Adama karşı omzunu silkti. Bu doğruydu. Kendilerinin ölümünü getirmeye hiç meraklı olmayan bir aileye sahipti.

"Bunu biliyorsan Lordun sonunu getiremeyeceğimi de bilirsin. Hatırlarsan senin için bir korkaktan öte değildim."

"Pencerende seni buralardan,her türlü baskıdan kurtarmayı isteyen birine pencereni kapattın. Ha,vakit kaybetmeden aşağı kata inip işareti aldığını unutmayalım. Baya korkakmışsın"
James,ellerini göğsünde toplamış tipik yüz ifadesi yerindeydi. Kaşları hafif çatık,yüzü kasılmış ve sırtı dikti.

"Canını sıkmış gibi...halbuki senin işareti almamı izlemene gerek yoktu. O gün o kadar safkanın arasında bir kan haini olarak kendini tehlikeye attın. Üstelik aralarından bir kişiyi canından etmişken..keyifli miydi bari-"
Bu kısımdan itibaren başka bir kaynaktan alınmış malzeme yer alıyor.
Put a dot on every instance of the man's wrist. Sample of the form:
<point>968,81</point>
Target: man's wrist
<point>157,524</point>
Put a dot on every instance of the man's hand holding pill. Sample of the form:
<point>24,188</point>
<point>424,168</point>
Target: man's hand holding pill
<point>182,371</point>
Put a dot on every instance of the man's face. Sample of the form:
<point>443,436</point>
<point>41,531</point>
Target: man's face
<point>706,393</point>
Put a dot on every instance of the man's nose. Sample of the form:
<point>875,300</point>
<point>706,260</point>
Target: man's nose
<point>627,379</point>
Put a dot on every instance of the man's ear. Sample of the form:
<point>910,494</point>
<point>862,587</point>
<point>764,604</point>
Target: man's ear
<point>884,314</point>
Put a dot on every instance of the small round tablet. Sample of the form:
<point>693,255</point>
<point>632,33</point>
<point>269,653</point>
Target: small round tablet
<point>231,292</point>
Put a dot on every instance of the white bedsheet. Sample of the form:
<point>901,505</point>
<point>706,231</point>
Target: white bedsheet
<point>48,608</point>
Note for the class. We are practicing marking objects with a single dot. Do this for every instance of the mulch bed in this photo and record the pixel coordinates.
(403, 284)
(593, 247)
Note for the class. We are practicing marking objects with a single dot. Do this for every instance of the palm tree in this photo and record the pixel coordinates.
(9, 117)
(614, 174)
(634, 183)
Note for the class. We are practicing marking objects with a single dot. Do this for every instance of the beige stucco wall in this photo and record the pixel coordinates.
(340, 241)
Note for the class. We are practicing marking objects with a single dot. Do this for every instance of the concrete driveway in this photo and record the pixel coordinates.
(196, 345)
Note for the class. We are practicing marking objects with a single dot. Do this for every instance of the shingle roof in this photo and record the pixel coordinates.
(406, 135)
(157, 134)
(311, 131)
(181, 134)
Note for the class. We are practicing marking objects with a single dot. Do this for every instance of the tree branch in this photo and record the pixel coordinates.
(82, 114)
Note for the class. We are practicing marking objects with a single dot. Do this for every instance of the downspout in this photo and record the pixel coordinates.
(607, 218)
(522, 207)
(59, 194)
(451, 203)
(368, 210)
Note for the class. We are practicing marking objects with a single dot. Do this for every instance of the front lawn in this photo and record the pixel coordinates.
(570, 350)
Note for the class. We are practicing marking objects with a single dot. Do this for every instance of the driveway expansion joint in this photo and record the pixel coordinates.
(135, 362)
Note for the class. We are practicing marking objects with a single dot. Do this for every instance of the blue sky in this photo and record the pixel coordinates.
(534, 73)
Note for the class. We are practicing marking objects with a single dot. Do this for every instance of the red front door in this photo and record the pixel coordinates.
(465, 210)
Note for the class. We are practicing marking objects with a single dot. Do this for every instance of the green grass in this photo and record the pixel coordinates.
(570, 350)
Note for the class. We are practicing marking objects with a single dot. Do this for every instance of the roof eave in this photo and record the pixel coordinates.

"İşareti alırken canını yakıp yakmayacağını bilmek istedim."

Jamesin kontrölsüz bir şekilde dudaklarından dökülenlerle Regulus gözünü buğday tenli adama dikmişti. Bunu beklemiyordu. Bunu hiç beklemiyordu. Yıllar önce o işareti almayı kendine zorunlu gören 17'sını görmemiş Regulusta kaçak hayatı yaşayıp 37 yaşındaki Regulusta aynı şeyi düşünüyordu. James,ailesi için vazgeçtiği sevgilisi,O gün ona acı çektirmek için oradaydı. Boş vaadiyle kafa yorduğu epey hafta olmuştu ama onlar için bir kurtuluş yolu bulamamıştı. Jamesin canlı ve güvende olması ona yakın ve tehlikede olmasından iyiydi.

Regulusun grilikleri adamın yüzünde o kadar uzun süre takılı kalmıştı ki Jamesin kafasını kaldırmasıyla bocaladı. Boşluğa düşmüş gibi bakan gözlerine karşı aldırmadan ekledi.

"Sonra evlenip iki çocuk yapan biri için fazla düşüncelisin"

"Sen Parkinson'la nişanlanırken benim evlenmemi kafaya takacağını bilmiyordum."
Dedi ve ekledi.
"Üstelik Lily'e aşık olmuştum. Onu seviyordum ve evlenmek için hiçbir engelimiz yoktu. Sonuçta ne onu ne de beni bekleyen biri yoktu. Aşkın içine cesaret girince evlenip çocuk yapıp mutlu olabiliyor insanlar."

Jamesin söyledikleri Regulusta ince bir sızıya daha sonra alevlenen bir acıya neden olsa da kendini zayıf düşürmek istediği bir günde değildi.

"Belli ki mutluluğun uzun sürememiş."
Sesinde eski alaycılığını yakalamaya çalışmış ama çatallı ses tonu onu ele vermişti. Söylediğinden kendisi bile yara aldığını belirttiğini biliyordu.

"Benim mutluluğum onu yoruyordu. Kıyamadım-"

"Çık Potter."
James omzunu silkerken konuşmak için dudaklarını araladı.

"Benim odamda benim yatağımdasın...Istediğini yapmamı bekleme."
Regulus biraz önce genişletilen büyüyü hatırlayıp yatağın üzerinde toparlandı. Kendini Jamesin odasından kurtarmadan önce seherbazın alay dolu sesini duydu.

"Kırıp dökerken bu kadar sinirli görünmüyordun. Kendi başına gelince öyle rahat olamıyorsun değil mi Regulus? Göğsündeki kalbin tekliyor aldığın her nefesi bir daha almak istemiyorsun. Bana yaşattın ve belli ki sıra sende."
Regulus hızla arkasına dönerek Seherbazın karşısına dikildi. Gözlerini kısarak parlak elalara bakınırken adeta tısladı.